使用 TPU

在 TensorFlow.org 上檢視

在 Google Colab 中執行

在 GitHub 上檢視原始碼

下載筆記本

本指南示範如何使用張量處理單元 (TPU) 和 TPU Pod (由專用高速網路介面連接的 TPU 裝置集合)，透過 tf.keras 和自訂訓練迴圈執行基本訓練。

TPU 是 Google 客製化開發的應用程式特定積體電路 (ASIC)，用於加速機器學習工作負載。它們可透過 Google Colab、TPU Research Cloud 和 Cloud TPU 取得。

設定

在您執行此 Colab 筆記本之前，請檢查您的筆記本設定，確認您的硬體加速器是 TPU：「執行階段」>「變更執行階段類型」>「硬體加速器」>「TPU」。

匯入一些必要的程式庫，包括 TensorFlow Datasets

import tensorflow as tf

import os
import tensorflow_datasets as tfds

2023-06-09 12:13:32.486552: W tensorflow/compiler/tf2tensorrt/utils/py_utils.cc:38] TF-TRT Warning: Could not find TensorRT

TPU 初始化

TPU 通常是 Cloud TPU 工作站，這與執行使用者 Python 程式的本機程序不同。因此，您需要執行一些初始化工作來連線到遠端叢集並初始化 TPU。請注意，tf.distribute.cluster_resolver.TPUClusterResolver 的 tpu 引數是 Colab 專用的特殊位址。
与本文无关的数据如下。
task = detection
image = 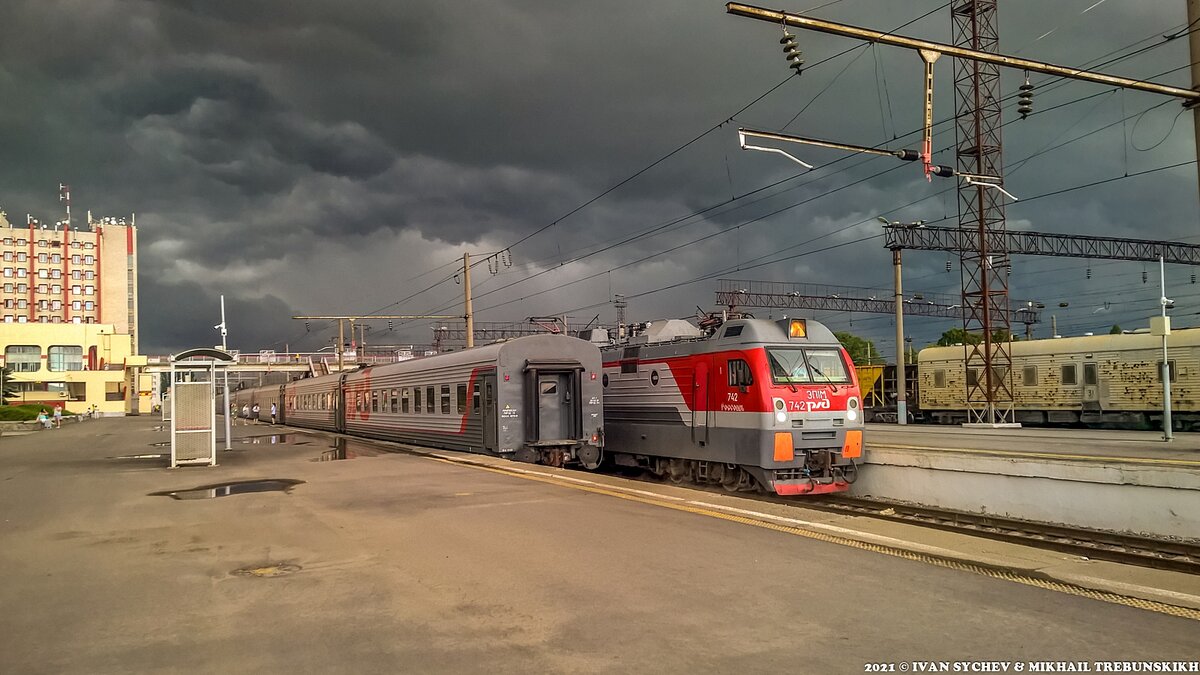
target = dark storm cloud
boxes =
[0,0,1196,351]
如果您在 Google Compute Engine (GCE) 上執行程式碼，則應改為傳入您的 Cloud TPU 名稱。

resolver = tf.distribute.cluster_resolver.TPUClusterResolver(tpu='')
tf.config.experimental_connect_to_cluster(resolver)
# This is the TPU initialization code that has to be at the beginning.
tf.tpu.experimental.initialize_tpu_system(resolver)
print("All devices: ", tf.config.list_logical_devices('TPU'))
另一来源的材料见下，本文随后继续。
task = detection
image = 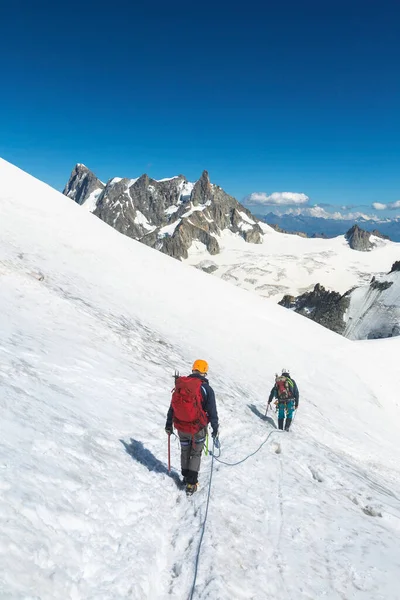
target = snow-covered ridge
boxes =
[344,264,400,340]
[0,161,400,600]
[64,165,262,259]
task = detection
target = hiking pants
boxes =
[278,399,294,420]
[178,427,207,483]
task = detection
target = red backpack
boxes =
[275,375,293,400]
[171,377,208,434]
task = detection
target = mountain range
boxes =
[64,164,400,338]
[256,207,400,242]
[63,164,262,259]
[0,160,400,600]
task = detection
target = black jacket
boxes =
[165,373,218,433]
[268,377,300,406]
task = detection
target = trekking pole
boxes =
[168,433,171,473]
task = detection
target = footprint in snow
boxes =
[271,442,282,454]
[308,467,324,483]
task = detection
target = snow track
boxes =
[0,161,400,600]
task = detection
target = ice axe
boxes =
[168,433,171,473]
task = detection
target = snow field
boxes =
[0,161,400,600]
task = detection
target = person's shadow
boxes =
[247,404,277,429]
[119,438,182,489]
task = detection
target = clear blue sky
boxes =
[0,0,400,209]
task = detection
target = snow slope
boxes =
[186,223,400,302]
[0,161,400,600]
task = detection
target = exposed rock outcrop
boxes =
[345,225,390,252]
[279,283,350,333]
[390,260,400,273]
[64,165,263,259]
[279,261,400,340]
[63,164,105,204]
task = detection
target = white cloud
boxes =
[279,205,375,221]
[372,200,400,210]
[245,192,309,206]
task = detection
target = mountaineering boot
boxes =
[186,483,199,496]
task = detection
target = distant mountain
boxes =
[279,261,400,340]
[63,164,263,259]
[255,212,400,242]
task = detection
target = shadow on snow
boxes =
[247,404,277,429]
[119,438,182,489]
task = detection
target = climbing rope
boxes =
[188,429,282,600]
[189,438,215,600]
[210,429,282,467]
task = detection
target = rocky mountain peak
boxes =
[190,171,213,206]
[345,225,374,252]
[64,165,263,259]
[390,260,400,273]
[63,163,105,204]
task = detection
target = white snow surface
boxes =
[185,226,400,302]
[0,160,400,600]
INFO:tensorflow:Deallocate tpu buffers before initializing tpu system.
2023-06-09 12:13:34.011755: E tensorflow/compiler/xla/stream_executor/cuda/cuda_driver.cc:266] failed call to cuInit: CUDA_ERROR_NO_DEVICE: no CUDA-capable device is detected
INFO:tensorflow:Deallocate tpu buffers before initializing tpu system.
INFO:tensorflow:Initializing the TPU system: grpc://10.25.167.66:8470
INFO:tensorflow:Initializing the TPU system: grpc://10.25.167.66:8470
INFO:tensorflow:Finished initializing TPU system.
INFO:tensorflow:Finished initializing TPU system.
All devices:  [LogicalDevice(name='/job:worker/replica:0/task:0/device:TPU:0', device_type='TPU'), LogicalDevice(name='/job:worker/replica:0/task:0/device:TPU:1', device_type='TPU'), LogicalDevice(name='/job:worker/replica:0/task:0/device:TPU:2', device_type='TPU'), LogicalDevice(name='/job:worker/replica:0/task:0/device:TPU:3', device_type='TPU'), LogicalDevice(name='/job:worker/replica:0/task:0/device:TPU:4', device_type='TPU'), LogicalDevice(name='/job:worker/replica:0/task:0/device:TPU:5', device_type='TPU'), LogicalDevice(name='/job:worker/replica:0/task:0/device:TPU:6', device_type='TPU'), LogicalDevice(name='/job:worker/replica:0/task:0/device:TPU:7', device_type='TPU')]

手動裝置放置

在 TPU 初始化之後，您可以使用手動裝置放置將運算放置在單一 TPU 裝置上

a = tf.constant([[1.0, 2.0, 3.0], [4.0, 5.0, 6.0]])
b = tf.constant([[1.0, 2.0], [3.0, 4.0], [5.0, 6.0]])

with tf.device('/TPU:0'):
  c = tf.matmul(a, b)

print("c device: ", c.device)
print(c)

c device:  /job:worker/replica:0/task:0/device:TPU:0
tf.Tensor(
[[22. 28.]
 [49. 64.]], shape=(2, 2), dtype=float32)

分散策略

通常，您會以資料平行方式在多個 TPU 上執行模型。為了在多個 TPU (以及多個 GPU 或多部機器) 上分散模型，TensorFlow 提供了 tf.distribute.Strategy API。您可以取代您的分散策略，模型將在任何給定的 (TPU) 裝置上執行。在 TensorFlow 分散式訓練指南中瞭解更多資訊。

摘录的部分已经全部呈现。